The VIX, Wall Street’s “fear” gauge, is currently at about 20, its lowest since late April. It has been below 30 since early July.

The index, which reflects the cost of hedging risk through buying or selling option contracts on the S&P 500, was near 50 in May and up to 70 at the peak of financial crisis. Because it tends to move in an opposite direction to the S&P, many investors see a higher VIX as meaning lower stocks.

S&amp,uk politics;P 500 futures suggest that investors are looking at about 2.7 percent move on the S&P 500 from now to November expiration, which occurs about two weeks after the election. Options activity on the exchange-traded fund that follows the index also suggests about a 2.6 percent move up or down.

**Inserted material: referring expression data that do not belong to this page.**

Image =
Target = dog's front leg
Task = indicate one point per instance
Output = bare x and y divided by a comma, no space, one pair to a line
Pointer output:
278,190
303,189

For now “there is a slight bias in the puts but it’s a very insignificant difference,” as investors can buy both puts and calls without paying a hefty risk premiums, Frederick said.

Paul Carrozzo, managing partner at On Point Executions, an options broker-dealer in New York, said a notable trend recently has been that options investors are buying or selling more contracts in longer-dated options.

“Normally, the first three months’ contracts are the ones that see the most volume. But recently, we are not seeing much trading for November or December. Instead, we are seeing a lot of March-dated contracts. Institutional players especially are trading further and further out,” said Carrozzo.

The trend suggests that even with a Republican win, the outcome of the election will start affecting the markets in March, when investors get a better picture on the effects of healthcare overhaul, tax changes and further moves by the Federal Reserve.

“They are the key drivers to where the market is going to go, and it seems like we are not going to get a clarity on the situation any time soon,” he said.


Credit Suisse said in a recent note that options market sentiment has improved across most sectors, with risk aversion decreasing as demand for protection against falling stocks subsides before the November election.

The analysts said several option trades in financial, healthcare and consumer discretionary stocks suggest uncertainty in those sectors has declined the most.

In the healthcare sector, managed-care stocks rose nearly 8 percent in seven weeks as investors factored in Republican gains in the U.S. House of Representatives.

Most polls suggest Republic cartoon porn ans are likely to win control of the House while Democrats are expected to retain a slim majority in the Senate.

Some on options exchanges also favor a Republican win.

“The Democratic regime tends to hamper competition in the securities market,” said Ed Boyle, vice president of NYSE Arca Options, the electronic trading venue owned by exchange operator NYSE Euronext..

“We certainly hope that it becomes more of a Republican plate so that we can make our case to the administration with how to move forward with market structure.”

The U.S. Securities and Exchange Commission has been proposing various regulations on the options industry, including a mobile porn trading-fee limit of 30 cents per contract on options orders, similar to an existing cap of 30 cents for 100 shares in the stock market.

The fee-cap regulation is denounced by many exchanges, which argue that regulators should not apply equity market rules because they would have a different effect in the options trading.

The regulations are intended to prevent an exchange from abusing rules that require them to route away any orders they can’t fill. The fear is that the recipient exchange will charge the routing exchange an exorbitant access fee.